Partagée sur les réseaux sociaux par le fils de Donald Trump, cette dernière vidéo a été vue près de 3 millions de fois. Mais on ignore qui sont ses auteurs. Pour l’instant, l’équipe de campagne de Ron DeSantis fait le dos rond, sans riposter sur le terrain de l’intelligence artificielle. Elle souligne que les attaques incessantes de Donald Trump et de ses soutiens sont la preuve qu’il se sent menacé, malgré son énorme avance dans les sondages.
En attendant la régulation
Interrogée par l’agence de presse Reuters, la société Deep Media, spécialisée dans la détection des contenus créés par l’intelligence artificielle, estime qu’il y a aujourd’hui trois fois plus de fausses vidéos et de voix que l’année dernière à la même époque. Toujours selon cette société, fabriquer une fausse voix coûtait auparavant 10 000 dollars alors que des entreprises proposent aujourd’hui ce service pour quelques dollars.

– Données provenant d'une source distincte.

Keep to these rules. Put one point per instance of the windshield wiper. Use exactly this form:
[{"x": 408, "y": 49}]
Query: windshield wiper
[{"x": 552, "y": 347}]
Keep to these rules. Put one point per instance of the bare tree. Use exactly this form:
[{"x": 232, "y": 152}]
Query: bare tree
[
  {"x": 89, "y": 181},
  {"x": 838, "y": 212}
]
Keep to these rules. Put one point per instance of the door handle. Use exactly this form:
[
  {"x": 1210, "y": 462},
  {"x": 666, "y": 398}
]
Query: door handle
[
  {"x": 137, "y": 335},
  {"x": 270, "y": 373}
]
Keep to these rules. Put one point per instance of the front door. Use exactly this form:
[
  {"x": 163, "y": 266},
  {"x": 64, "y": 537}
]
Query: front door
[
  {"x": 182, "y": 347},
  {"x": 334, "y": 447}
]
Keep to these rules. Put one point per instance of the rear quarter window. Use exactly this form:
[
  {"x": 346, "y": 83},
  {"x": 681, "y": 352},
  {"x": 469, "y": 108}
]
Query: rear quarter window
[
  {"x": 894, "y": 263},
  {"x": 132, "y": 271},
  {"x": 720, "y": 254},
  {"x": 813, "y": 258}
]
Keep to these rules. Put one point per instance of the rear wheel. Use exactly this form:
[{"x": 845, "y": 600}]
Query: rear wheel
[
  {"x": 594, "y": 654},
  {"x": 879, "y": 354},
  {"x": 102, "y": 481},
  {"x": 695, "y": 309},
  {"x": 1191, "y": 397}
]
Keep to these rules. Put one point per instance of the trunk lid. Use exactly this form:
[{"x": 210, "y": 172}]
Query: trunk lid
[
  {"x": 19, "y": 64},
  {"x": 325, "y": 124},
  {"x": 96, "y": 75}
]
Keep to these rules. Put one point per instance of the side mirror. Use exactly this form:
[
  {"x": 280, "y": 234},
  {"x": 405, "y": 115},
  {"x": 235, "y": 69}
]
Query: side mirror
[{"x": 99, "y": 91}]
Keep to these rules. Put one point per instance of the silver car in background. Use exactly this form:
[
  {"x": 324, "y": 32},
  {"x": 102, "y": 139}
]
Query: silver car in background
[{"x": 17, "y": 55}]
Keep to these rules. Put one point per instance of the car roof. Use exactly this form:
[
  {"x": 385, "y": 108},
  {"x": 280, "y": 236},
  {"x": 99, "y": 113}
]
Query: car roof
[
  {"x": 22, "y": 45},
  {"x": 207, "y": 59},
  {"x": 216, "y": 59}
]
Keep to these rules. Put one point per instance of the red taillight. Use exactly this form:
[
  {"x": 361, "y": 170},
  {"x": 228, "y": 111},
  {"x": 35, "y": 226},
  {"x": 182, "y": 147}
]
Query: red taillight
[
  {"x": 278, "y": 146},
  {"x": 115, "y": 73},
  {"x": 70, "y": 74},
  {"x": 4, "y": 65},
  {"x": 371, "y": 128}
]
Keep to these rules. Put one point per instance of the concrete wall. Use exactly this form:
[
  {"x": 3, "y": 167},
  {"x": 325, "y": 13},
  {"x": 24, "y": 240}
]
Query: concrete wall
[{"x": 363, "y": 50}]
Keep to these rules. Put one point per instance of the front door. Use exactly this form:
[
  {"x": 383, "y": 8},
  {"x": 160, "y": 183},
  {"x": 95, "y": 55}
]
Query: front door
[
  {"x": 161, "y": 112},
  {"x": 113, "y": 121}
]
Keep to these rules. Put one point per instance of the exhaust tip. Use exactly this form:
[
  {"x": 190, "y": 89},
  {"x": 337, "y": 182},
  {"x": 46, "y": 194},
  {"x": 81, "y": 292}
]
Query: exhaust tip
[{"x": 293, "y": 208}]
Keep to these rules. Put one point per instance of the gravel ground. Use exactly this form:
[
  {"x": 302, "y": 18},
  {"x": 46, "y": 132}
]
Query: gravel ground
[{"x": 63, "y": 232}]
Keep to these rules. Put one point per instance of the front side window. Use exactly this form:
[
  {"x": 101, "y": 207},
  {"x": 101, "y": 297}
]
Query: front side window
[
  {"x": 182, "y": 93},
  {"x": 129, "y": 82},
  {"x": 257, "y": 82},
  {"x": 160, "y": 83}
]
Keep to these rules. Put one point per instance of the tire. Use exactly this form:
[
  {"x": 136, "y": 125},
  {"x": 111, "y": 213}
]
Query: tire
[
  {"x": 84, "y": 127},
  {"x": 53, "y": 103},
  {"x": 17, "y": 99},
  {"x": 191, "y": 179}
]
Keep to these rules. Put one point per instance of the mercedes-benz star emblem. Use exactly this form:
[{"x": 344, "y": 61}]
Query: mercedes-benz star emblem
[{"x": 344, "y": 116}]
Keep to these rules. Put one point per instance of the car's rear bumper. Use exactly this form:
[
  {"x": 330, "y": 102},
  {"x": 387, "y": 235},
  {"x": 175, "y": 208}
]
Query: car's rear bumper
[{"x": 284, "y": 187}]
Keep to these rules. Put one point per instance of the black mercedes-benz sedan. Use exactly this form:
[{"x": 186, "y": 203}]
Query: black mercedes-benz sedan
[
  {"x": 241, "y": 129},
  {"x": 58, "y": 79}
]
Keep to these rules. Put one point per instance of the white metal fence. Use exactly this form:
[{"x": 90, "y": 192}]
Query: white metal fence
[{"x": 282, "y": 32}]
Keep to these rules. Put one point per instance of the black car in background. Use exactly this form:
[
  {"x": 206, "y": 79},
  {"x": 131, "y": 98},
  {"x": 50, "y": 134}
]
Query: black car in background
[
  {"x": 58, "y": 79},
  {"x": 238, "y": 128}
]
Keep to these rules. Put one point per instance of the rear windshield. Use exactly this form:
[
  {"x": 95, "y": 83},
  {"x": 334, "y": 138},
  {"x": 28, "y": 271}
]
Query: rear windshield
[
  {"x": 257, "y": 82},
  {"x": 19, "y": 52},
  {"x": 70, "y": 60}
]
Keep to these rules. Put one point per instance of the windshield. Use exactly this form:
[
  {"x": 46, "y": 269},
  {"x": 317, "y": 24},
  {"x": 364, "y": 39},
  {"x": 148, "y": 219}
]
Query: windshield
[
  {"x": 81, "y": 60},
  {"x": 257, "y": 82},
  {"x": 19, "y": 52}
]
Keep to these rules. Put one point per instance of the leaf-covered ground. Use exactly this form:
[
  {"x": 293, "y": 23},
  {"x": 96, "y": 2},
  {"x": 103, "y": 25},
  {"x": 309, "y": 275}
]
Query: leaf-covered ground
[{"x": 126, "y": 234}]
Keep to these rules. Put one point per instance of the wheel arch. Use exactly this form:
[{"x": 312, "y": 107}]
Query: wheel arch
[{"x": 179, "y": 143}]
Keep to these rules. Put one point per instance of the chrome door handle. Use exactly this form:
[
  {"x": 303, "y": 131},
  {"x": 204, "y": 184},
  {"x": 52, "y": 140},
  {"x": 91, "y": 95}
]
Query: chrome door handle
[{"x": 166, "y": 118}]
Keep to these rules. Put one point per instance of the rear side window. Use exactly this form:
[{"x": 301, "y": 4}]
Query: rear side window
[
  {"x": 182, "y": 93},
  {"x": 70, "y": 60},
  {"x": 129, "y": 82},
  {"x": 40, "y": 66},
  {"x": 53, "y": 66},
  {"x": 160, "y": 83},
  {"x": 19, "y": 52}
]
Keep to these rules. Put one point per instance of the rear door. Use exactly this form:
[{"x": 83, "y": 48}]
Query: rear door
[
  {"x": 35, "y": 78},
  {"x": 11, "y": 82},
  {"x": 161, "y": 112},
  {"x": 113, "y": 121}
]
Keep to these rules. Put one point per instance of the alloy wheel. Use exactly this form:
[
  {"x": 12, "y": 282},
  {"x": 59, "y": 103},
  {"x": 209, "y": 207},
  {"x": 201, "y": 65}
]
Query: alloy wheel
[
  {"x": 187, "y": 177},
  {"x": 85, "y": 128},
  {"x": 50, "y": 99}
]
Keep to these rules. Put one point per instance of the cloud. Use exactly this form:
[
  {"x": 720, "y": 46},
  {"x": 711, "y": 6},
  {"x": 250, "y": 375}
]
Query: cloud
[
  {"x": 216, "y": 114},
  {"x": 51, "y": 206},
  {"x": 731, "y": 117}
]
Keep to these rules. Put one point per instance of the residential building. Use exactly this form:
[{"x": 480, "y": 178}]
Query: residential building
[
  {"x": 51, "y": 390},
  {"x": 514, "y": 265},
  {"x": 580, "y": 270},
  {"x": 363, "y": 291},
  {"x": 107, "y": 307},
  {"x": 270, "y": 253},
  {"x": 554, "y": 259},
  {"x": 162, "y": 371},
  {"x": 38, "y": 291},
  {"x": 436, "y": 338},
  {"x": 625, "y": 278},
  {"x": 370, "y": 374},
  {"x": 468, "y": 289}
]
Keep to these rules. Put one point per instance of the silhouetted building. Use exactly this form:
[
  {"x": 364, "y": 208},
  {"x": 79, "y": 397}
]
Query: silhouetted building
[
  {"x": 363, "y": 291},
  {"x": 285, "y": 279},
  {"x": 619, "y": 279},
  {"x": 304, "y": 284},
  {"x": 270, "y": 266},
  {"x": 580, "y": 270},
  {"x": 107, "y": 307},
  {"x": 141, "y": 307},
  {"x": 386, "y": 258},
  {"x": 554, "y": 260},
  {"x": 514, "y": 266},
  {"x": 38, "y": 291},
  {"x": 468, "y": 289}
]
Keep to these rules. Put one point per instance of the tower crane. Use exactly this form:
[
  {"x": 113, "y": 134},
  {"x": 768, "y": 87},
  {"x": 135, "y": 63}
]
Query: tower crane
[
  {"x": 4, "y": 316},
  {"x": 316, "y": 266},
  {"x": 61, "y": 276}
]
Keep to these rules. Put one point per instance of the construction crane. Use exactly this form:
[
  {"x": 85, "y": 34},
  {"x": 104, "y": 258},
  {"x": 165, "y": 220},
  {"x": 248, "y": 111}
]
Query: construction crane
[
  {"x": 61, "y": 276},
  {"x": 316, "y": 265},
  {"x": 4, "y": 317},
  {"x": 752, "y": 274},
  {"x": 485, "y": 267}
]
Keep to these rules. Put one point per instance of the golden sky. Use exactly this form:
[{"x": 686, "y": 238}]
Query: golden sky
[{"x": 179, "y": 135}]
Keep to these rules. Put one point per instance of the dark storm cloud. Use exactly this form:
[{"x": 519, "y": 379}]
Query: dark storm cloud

Les plus grandes sociétés, comme OpenAI créateur de ChatGPT mais aussi de l’outil de fabrication d’images DALL-E, prennent conscience des risques pour la campagne électorale et bloquent la création d’images visant certains candidats à la présidentielle de 2024. Facebook interdit la diffusion de deepfake depuis plusieurs années, TikTok prévoit des exceptions. Début mai, Yvette Clarke, une élue démocrate de New York, a présenté un projet de loi pour obliger les partis à révéler l’utilisation de l’intelligence artificielle dans les spots de campagne, une réponse à la vidéo du Parti républicain visant Joe Biden. Mais la régulation a plusieurs longueurs de retard.